ADR-009: Pre-dispatch cancellation nack in QueueConsumer

Status:

Accepted

Date:

2026-05-16

PR:

#373 (fix(queue): nack on cancellation and RetryLaterError)

Context

QueueConsumer pre-acks every delivery before handing it to the worker, to protect long-running jobs from RabbitMQ’s consumer_timeout (messages acked after the timeout trigger a channel close and a reconnect storm). The pre-ack pattern means that once a message is consumed, the only way to “return” it to the queue is a republish (used by RetryLaterError).

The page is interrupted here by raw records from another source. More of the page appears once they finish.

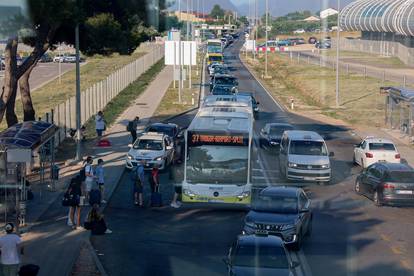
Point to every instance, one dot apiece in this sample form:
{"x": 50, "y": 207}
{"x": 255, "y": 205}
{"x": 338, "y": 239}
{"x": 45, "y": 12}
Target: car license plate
{"x": 404, "y": 192}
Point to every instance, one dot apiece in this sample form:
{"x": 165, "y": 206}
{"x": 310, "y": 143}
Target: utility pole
{"x": 338, "y": 30}
{"x": 78, "y": 97}
{"x": 267, "y": 29}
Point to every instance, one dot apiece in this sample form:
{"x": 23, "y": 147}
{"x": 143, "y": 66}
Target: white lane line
{"x": 258, "y": 81}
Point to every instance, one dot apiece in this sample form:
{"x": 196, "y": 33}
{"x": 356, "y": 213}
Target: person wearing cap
{"x": 10, "y": 245}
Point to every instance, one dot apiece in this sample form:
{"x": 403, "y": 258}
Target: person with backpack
{"x": 74, "y": 192}
{"x": 132, "y": 128}
{"x": 137, "y": 177}
{"x": 96, "y": 222}
{"x": 10, "y": 245}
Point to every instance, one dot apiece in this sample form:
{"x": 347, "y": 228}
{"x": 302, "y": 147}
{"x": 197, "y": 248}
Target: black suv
{"x": 283, "y": 212}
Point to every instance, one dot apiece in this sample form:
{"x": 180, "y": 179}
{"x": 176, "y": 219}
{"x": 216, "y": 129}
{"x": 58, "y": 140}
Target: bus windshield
{"x": 212, "y": 164}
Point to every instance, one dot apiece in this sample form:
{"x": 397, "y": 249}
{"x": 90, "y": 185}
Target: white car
{"x": 153, "y": 148}
{"x": 372, "y": 150}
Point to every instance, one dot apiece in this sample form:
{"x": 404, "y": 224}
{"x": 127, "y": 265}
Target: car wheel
{"x": 376, "y": 199}
{"x": 358, "y": 187}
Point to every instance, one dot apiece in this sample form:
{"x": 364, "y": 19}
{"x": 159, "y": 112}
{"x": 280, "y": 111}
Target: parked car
{"x": 283, "y": 212}
{"x": 259, "y": 255}
{"x": 387, "y": 183}
{"x": 372, "y": 150}
{"x": 46, "y": 58}
{"x": 271, "y": 135}
{"x": 304, "y": 156}
{"x": 153, "y": 148}
{"x": 299, "y": 31}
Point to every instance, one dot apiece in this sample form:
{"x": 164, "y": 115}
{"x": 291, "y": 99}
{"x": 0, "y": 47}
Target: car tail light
{"x": 388, "y": 186}
{"x": 369, "y": 155}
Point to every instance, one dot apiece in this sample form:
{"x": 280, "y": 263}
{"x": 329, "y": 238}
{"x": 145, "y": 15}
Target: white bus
{"x": 218, "y": 156}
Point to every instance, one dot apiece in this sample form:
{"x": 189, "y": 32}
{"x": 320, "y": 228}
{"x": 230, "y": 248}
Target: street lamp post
{"x": 267, "y": 29}
{"x": 337, "y": 54}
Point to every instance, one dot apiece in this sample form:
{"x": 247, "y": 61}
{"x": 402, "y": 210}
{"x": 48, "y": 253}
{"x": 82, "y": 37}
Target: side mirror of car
{"x": 294, "y": 264}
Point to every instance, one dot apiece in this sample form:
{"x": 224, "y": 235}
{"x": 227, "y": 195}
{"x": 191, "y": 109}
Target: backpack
{"x": 130, "y": 126}
{"x": 82, "y": 174}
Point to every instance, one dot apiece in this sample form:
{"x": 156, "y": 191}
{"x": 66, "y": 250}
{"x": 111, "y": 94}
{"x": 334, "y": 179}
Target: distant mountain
{"x": 203, "y": 5}
{"x": 282, "y": 7}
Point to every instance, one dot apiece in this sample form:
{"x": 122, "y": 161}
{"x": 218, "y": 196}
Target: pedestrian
{"x": 89, "y": 177}
{"x": 96, "y": 222}
{"x": 75, "y": 190}
{"x": 100, "y": 176}
{"x": 100, "y": 124}
{"x": 132, "y": 128}
{"x": 10, "y": 246}
{"x": 175, "y": 203}
{"x": 138, "y": 179}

Before PR #373, a Job that was cancelled through the API/UI while already queued in RabbitMQ would still be delivered to a worker. The worker’s _claim_job guard detected CANCELLED status and exited cleanly, but only after taking a prefetch slot for the full round-trip. With prefetch_count=1 on the prediction queue, a queue of orphaned cancellation messages could stall all legitimate work.

Decision

Check Job.status == CANCELLED inside QueueConsumer._on_message, before pre-acking and before entering the worker. If cancelled, call channel.basic_nack(requeue=False) to discard the message immediately.

The check is a point-in-time DB query; it accepts two failure modes:

  1. A race where the job is cancelled after the check passes: the worker still terminates at _claim_job, as before.

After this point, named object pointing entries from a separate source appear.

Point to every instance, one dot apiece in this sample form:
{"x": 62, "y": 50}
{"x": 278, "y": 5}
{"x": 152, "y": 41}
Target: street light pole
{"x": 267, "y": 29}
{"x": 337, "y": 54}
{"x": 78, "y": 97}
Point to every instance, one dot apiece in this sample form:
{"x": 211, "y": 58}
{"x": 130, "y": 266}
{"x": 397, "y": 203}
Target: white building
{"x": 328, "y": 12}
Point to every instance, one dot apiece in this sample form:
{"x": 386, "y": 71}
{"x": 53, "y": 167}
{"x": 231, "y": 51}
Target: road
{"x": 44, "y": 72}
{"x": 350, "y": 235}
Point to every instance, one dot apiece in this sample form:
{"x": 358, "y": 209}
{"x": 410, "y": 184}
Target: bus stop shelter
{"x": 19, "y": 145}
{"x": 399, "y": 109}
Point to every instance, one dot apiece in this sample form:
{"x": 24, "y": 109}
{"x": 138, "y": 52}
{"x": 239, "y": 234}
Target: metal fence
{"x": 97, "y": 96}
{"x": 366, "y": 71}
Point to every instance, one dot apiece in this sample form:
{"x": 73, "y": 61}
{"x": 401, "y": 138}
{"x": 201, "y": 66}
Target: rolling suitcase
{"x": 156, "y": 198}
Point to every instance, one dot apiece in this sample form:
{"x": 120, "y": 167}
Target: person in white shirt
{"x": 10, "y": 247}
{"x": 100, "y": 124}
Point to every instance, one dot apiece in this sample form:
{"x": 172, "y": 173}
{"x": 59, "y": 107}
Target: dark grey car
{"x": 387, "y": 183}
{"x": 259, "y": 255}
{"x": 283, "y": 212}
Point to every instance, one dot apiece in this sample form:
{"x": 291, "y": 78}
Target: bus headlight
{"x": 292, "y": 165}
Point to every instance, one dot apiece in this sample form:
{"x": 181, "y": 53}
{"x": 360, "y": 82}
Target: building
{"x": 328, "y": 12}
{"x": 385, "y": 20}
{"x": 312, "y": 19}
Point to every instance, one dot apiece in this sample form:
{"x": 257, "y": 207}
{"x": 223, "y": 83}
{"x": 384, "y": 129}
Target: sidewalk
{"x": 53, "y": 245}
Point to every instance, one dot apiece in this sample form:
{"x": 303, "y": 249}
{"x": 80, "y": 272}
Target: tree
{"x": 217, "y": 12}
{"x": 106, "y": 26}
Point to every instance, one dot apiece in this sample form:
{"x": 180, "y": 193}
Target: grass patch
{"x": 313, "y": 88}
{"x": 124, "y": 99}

  2. A transient DB error: log a warning and proceed with dispatch (fail open) so a DB blip does not orphan legitimate jobs.

Consequences

  • Cancelled messages are drained from the queue without blocking a prefetch slot.

  • Prefetch=1 queues (predictions) can no longer deadlock on a backlog of cancellations.

  • The DB gains one extra SELECT per delivery on the job-backed queues (protea.ping, protea.jobs, protea.embeddings). These queues are low-throughput; the overhead is negligible.

  • OperationConsumer is unaffected (no Job row to cancel).